Closer to home an altercation that started when somebody apparently mis-identified a man whom she thought had sexually assaulted her, wound up with the man thumped, coshed with a two-by-four, and stabbed all on a main street, by four of the young woman's friends. Some interesting considerations. First, Molly Pitcher - who thinks she recognizes a sexual attacker - even though he's old enough to be her father and in the company of his wife and another woman. Instead of calling authorities, this spitfire rounds on him in a Tim Horton's. Must have been quite the sexual assault.

Then there's the victim. He reacts by going to the local police station to ask assistance in explaining that he's not a sexual attacker. The police accommodate his wishes but Jezebel had retired to other quarters.

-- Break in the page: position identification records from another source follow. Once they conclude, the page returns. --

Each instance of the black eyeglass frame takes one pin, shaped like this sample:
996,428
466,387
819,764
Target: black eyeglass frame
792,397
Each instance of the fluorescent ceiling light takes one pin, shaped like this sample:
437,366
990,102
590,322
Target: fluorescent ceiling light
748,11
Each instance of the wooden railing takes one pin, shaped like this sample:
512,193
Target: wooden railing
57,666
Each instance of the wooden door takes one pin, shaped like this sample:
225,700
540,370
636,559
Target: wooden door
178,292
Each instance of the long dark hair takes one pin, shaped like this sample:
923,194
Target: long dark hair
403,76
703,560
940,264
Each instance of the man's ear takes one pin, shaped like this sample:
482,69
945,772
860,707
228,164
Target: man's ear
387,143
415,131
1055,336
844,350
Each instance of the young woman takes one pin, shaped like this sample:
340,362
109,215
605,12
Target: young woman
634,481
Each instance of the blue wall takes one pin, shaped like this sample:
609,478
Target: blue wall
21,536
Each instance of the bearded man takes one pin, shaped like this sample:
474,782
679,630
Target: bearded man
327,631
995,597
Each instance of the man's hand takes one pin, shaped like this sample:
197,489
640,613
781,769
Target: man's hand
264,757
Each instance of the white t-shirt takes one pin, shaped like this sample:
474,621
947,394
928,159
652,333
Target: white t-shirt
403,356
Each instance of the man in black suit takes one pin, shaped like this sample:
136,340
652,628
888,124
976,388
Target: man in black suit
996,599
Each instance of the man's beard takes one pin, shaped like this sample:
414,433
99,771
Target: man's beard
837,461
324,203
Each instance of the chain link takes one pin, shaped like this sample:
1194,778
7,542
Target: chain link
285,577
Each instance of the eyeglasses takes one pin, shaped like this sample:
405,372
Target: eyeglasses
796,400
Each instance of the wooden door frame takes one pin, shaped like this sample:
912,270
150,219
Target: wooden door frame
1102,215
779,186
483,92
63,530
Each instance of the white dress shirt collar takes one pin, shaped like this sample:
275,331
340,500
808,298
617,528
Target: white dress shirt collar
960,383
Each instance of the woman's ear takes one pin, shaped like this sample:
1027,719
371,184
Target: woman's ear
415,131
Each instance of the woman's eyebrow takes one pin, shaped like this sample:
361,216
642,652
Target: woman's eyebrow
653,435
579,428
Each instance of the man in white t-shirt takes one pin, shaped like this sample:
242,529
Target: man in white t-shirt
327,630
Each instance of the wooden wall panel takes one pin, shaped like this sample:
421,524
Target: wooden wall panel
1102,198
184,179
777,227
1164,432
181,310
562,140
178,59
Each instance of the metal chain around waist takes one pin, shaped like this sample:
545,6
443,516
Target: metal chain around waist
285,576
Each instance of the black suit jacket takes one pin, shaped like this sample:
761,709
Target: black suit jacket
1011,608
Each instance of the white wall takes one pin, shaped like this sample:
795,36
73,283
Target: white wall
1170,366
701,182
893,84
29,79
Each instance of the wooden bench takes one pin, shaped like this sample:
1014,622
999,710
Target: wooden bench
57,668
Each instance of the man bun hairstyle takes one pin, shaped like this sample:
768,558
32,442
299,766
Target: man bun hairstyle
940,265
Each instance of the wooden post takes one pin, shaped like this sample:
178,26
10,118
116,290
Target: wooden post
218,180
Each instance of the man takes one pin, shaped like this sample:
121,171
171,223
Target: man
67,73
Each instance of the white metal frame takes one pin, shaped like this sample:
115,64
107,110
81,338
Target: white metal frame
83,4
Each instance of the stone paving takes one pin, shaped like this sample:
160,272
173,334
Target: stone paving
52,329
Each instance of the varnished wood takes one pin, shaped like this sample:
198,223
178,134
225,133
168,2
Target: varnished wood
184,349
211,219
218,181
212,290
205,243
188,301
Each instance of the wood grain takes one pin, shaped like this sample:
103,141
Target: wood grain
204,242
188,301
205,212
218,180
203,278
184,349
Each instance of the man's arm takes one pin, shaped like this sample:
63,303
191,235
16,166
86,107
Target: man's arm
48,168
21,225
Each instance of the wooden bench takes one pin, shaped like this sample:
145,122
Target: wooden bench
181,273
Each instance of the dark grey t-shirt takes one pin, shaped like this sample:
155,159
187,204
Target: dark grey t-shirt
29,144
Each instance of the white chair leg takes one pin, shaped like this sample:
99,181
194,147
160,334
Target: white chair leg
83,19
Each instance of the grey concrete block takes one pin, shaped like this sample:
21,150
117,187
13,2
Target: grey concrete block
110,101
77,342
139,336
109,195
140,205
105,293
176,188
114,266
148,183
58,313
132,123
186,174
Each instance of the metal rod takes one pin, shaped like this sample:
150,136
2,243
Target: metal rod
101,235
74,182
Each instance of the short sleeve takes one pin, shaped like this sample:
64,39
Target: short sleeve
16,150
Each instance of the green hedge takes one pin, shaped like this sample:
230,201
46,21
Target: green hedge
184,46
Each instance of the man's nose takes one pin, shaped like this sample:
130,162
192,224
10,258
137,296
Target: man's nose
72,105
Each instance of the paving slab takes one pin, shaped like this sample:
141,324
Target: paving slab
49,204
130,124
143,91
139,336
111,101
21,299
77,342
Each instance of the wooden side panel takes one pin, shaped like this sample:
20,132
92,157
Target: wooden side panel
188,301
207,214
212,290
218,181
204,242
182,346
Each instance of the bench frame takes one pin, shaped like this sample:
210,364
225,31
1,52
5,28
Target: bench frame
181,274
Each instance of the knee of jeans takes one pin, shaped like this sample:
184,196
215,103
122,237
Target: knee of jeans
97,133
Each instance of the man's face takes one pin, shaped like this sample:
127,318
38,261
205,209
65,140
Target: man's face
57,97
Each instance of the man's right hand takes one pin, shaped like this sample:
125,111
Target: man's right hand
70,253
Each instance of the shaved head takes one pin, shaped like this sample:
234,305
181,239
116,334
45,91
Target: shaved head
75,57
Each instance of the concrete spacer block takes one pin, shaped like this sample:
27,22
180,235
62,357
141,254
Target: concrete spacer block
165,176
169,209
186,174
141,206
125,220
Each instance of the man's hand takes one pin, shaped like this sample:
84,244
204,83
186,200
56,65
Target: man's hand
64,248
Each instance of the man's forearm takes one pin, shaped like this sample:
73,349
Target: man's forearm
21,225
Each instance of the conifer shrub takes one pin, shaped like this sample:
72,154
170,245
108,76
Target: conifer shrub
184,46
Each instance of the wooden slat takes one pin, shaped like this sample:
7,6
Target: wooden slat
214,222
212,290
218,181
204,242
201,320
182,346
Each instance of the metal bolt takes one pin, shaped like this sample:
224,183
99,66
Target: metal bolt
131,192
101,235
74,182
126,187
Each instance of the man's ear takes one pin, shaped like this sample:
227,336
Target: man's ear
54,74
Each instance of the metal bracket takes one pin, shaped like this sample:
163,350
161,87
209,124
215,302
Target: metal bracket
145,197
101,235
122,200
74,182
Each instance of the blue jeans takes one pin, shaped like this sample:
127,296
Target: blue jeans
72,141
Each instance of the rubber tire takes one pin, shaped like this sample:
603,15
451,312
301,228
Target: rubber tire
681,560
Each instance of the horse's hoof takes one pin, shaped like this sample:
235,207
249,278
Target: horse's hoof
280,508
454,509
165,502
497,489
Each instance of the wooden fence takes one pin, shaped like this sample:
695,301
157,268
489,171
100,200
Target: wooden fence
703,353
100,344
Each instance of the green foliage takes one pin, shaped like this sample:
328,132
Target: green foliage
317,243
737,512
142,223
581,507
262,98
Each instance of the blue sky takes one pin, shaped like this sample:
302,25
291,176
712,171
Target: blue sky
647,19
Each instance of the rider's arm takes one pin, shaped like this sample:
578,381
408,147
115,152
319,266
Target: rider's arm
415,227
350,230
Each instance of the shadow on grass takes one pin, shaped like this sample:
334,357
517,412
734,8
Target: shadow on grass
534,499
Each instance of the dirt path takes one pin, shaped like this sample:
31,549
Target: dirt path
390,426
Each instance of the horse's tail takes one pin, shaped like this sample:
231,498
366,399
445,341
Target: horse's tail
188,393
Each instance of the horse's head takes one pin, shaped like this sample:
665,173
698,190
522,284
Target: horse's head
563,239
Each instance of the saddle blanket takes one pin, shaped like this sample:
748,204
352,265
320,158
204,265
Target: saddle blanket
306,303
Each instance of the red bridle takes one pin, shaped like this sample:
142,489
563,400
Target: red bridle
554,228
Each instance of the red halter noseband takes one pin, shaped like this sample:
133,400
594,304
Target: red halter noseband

The victim, to celebrate his new-found security decided to take a walk down main street. It just so happened the vixen lived on Main street, not only that she got another chance to interact. Not having been present when the police declared the chap a 'good guy', she approached some hi-testosterone male acquaintances to assist a damsel in distress. Four of them did. In short order they put the boots to the dastard, punched the piss out of him, nailed him with some lumber and for good measure punctured him a time or two. All were able to make good their withdrawal before the local constabulary arrived on scene. But identification didn't take long and all 5 - sweetheart and swains - were booked like Dano on the 5-Oh.

I don't even want to think about the 5 mental midgets who deputized themselves defenders of whatever virtue this young miss has left. But it concerns me to think that there are such young louts, with too much time on their hands and edged weapons in their pockets. There are, and they are legion. Unemployed and umemployable - walking bad attitudes with head fogged with whatever substance they can get into themselves. Nothing to do but adjust their privates in public and use the F-word in some hitherto undiscovered ways of communicating. They're going to make an interesting demographic.